Alfred Albert Compérat, sometimes misspelled as Alfred Compeyrat (28 January 1890 – 27 September 1951), was a French footballer who played as a defender for Jeanne d'Arc de Levallois and the French national team between 1908 and 1910.

==Early life==
Alfred Compérat was born in Pantin on 28 January 1890, (Note: Some sources wrongly state that he was born on 30 November 1889.) as the son of Jules Paul Alexandre Compérat (1859–1934), a mechanic, and Hélène Rossette (1859–1939), a perfumer. He was the fourth of five siblings, including two older brothers Lucien Nicolas (1883–1938) and Edmond Jules, who died shortly after his birth.

==Career==
Compérat played his entire career in the patronage clubs, most notably at the Jeanne d'Arc de Levallois from 1908 to 1910, and CA Rosaire from 1910 to 1912, two of the many Catholic clubs affiliated with the Gymnastic and Sports Federation of French Patronages (FGSPF), with the latter club being located in the 14th arrondissement of Paris, near the Porte de Vanves station in Levallois.

On 9 May 1909, Compérat earned his first international cap in a friendly match against Belgium in Brussels; despite being a defender, he started on the wing due to a last-minute withdrawal, which partly resulted in a 2–5 loss. Two years later, in March and April 1911, he played his second and third match for France in friendlies against the England amateurs in Saint-Ouen, and again Belgium in Brussels, and this time he played at the back, his regular position, but France nonetheless lost both matches. His best performance came against England, since the French defense only conceded three goals, which was by far the lowest total in previous France-England matches (15–0, 12–0, 11–0 and 10–1), with the local press stating that he "was very satisfactory and made a single big mistake, which actually cost France a goal", referring to his collision with goalkeeper Henri Beau that allowed Dick Healey to score the opening goal. He remains the only player in CA Rosaire's history to have represented the French national team.

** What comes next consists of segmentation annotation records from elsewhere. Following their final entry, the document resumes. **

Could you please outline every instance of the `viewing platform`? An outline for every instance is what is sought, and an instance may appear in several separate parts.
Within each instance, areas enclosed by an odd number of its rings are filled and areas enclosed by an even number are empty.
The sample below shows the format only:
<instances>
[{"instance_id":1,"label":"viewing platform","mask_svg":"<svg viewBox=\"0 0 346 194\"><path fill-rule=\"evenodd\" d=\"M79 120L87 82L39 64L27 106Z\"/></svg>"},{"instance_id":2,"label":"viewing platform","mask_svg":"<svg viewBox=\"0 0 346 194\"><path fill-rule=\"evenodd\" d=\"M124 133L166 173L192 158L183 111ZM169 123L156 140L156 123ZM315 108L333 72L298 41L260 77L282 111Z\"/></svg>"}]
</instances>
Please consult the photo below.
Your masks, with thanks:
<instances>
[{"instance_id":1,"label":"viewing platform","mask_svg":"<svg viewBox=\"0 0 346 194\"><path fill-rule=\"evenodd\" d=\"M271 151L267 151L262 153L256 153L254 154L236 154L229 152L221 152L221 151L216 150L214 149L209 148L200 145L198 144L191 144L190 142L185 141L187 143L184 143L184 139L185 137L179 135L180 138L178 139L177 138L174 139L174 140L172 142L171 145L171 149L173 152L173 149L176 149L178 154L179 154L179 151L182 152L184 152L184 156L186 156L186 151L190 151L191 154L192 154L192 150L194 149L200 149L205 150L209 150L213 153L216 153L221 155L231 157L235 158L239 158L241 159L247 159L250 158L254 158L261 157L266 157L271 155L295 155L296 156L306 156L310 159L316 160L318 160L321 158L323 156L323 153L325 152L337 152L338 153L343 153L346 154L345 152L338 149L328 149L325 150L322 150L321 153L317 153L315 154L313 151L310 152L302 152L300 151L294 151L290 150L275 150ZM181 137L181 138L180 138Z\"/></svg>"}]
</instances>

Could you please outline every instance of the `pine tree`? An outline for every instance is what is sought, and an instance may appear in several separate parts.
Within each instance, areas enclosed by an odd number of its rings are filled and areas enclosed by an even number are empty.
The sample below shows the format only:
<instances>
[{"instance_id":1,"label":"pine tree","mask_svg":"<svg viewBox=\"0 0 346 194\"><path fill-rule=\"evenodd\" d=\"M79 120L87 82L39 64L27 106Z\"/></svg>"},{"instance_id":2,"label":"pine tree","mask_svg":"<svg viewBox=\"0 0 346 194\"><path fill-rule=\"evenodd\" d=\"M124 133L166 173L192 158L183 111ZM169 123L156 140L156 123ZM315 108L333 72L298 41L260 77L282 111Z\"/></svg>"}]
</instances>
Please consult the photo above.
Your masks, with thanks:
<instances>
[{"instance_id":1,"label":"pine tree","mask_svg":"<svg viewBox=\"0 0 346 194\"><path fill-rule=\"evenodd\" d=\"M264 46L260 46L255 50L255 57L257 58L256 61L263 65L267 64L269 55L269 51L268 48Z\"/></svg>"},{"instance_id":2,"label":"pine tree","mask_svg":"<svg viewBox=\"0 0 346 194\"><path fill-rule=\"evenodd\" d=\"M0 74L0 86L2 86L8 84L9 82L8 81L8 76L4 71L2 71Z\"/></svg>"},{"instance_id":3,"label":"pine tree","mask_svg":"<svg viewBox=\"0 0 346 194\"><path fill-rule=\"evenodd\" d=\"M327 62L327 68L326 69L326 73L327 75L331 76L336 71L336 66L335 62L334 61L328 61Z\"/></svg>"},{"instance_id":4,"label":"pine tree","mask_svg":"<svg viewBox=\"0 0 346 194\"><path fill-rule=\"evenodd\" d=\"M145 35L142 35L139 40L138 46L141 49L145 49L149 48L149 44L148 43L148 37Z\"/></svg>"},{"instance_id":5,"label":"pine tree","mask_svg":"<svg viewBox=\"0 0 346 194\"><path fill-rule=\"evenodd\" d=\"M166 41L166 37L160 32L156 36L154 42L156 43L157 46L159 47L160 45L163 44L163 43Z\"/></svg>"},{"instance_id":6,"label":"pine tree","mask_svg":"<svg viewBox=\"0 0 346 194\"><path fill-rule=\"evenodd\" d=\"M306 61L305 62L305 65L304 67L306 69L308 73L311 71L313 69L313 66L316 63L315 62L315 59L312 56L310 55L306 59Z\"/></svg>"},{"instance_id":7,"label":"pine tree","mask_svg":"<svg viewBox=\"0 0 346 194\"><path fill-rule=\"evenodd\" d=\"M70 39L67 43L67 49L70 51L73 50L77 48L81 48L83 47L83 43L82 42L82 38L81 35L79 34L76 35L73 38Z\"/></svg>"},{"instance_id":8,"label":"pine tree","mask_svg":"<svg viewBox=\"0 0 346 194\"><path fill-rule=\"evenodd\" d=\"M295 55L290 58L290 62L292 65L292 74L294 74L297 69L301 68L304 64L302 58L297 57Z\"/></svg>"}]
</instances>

In addition to his 3 selections, Compérat was also an unused substitute on five occasions, in 1910 and 1911, being considered as a backup for either Simon Sollier or Jules Verlet. His career as a footballer ended within the JAL with the outbreak of the First World War, in which he fought as an artilleryman.

==Later life and death==
On 21 October 1916, Compérat married Louise Henriette Roncin (1892–1971) in Val-de-Marne. Four years later, in 1920, his family settled in Saint-Denis, where Compérat died on 27 September 1951, at the age of 61.